Interrogatories are written questions from one party to another, seeking descriptive information about facts, the basis for claims and/or defenses, potential witnesses, documents, and tangible things. The questions are answered by the responding party in writing under oath and may include legal objections to the request.

    Requests for Admission

    In a request for admission, one party asks another party in writing to admit or deny a factual statement. Requests for admission are answered by the responding party in writing under oath and may include legal objections to the request. If a party admits a factual statement, it is legal proof of that fact.

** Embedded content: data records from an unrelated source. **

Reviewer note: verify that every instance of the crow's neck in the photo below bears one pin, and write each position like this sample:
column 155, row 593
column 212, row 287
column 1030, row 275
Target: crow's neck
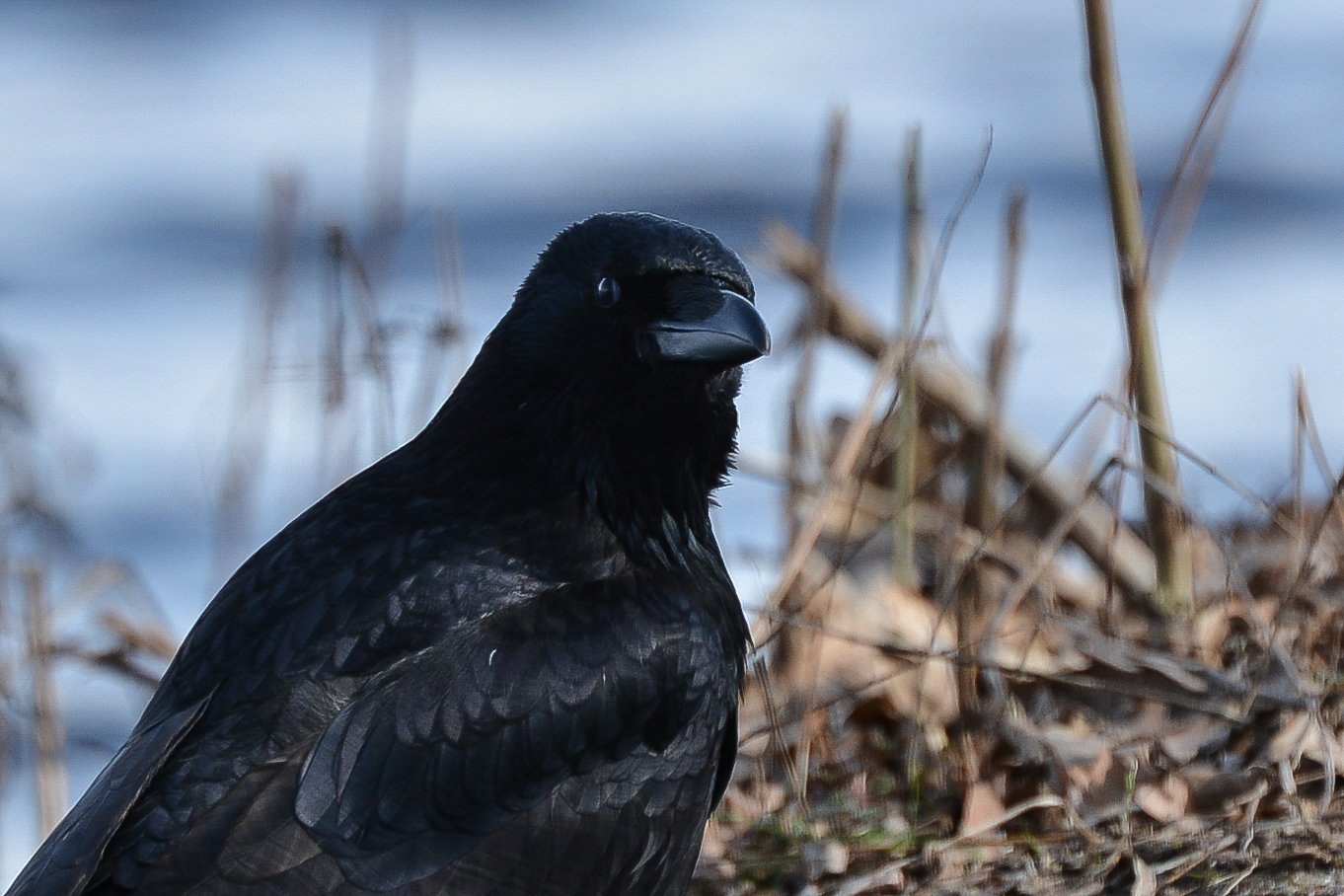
column 644, row 464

    Requests for Production of Documents and Things

    In a request for production of documents, one party asks another party in writing to provide it with electronically stored information (ESI), documents, or tangible items. Requests for production of documents or things are answered by the responding party in writing under oath and by providing access to or copies of the requested items. Legal objections may be included in the response.

    Depositions

    AnThere are two types of depositions: depositions upon oral examination and depositions upon written questions. A party may depose the other party, third parties, or expert witnesses. The length of a deposition varies. However, depositions are time-limited and cannot exceed a set number of hours. The participants may, however, take breaks, as needed. A deposition upon oral examination takes place in person. The lawyer for one of the parties asks the person called to answer the questions (“the deponent”) questions under oath. The answers to the questions are typically recorded or taken down by a court reporter who is present at the deposition. The deponent is allowed to have a lawyer there to defend the deposition and make objections. An examination upon written questions also takes place in person. However, prior to the deposition, the deponent is provided with a list of written questions. A court reporter then reads each question to the deponent under oath and records or takes down the answer.

    For more on depositions, read Answers to Frequently Asked Questions About Depositions in Civil Proceedings.

    Physical and Mental Examinations

    In some cases where one of the party’s physical or mental condition is in dispute (such as in personal injury or products liability lawsuits), one party may order the other party to submit to a physical or mental examination, but only upon a showing of good cause and with advance notice of the set time and place where a specific medical examiner will conduct the examination.

    Our Team

    Our Litigation Group is well-versed in all aspects of discovery and has collectively represented clients in thousands of cases in federal and state courts, including complex commercial matters with voluminous documents and electronically stored information.

    This article is informational only. The information provided on this website does not, and is not intended to, constitute legal advice; instead, all information, content, and materials available on this site are for general informational purposes only. Information on this website may not constitute the most up-to-date legal or other information. Readers of this website should contact their attorneys to obtain advice with respect to any particular legal matter. No reader, user, or browser of this site should act or refrain from acting based on information on this site without first seeking legal advice from counsel in the relevant jurisdiction. Only your individual attorney can provide assurances that the information contained herein—and your interpretation of it—is applicable or appropriate to your particular situation. All liability with respect to actions taken or not taken based on the contents of this site are hereby expressly disclaimed. The content on this posting is provided “as is;” no representations are made that the content is error-free.

    [1] “Privileged information” in discovery refers to confidential documents and communications between specific individuals with special relationships such as attorneys and clients, doctors and patients, or spouses. “Protected information” in discovery refers to confidential information such as an attorney’s work product and, if they are not in dispute, information such as a company’s trade secrets, private health information, social security numbers, or driver’s license numbers.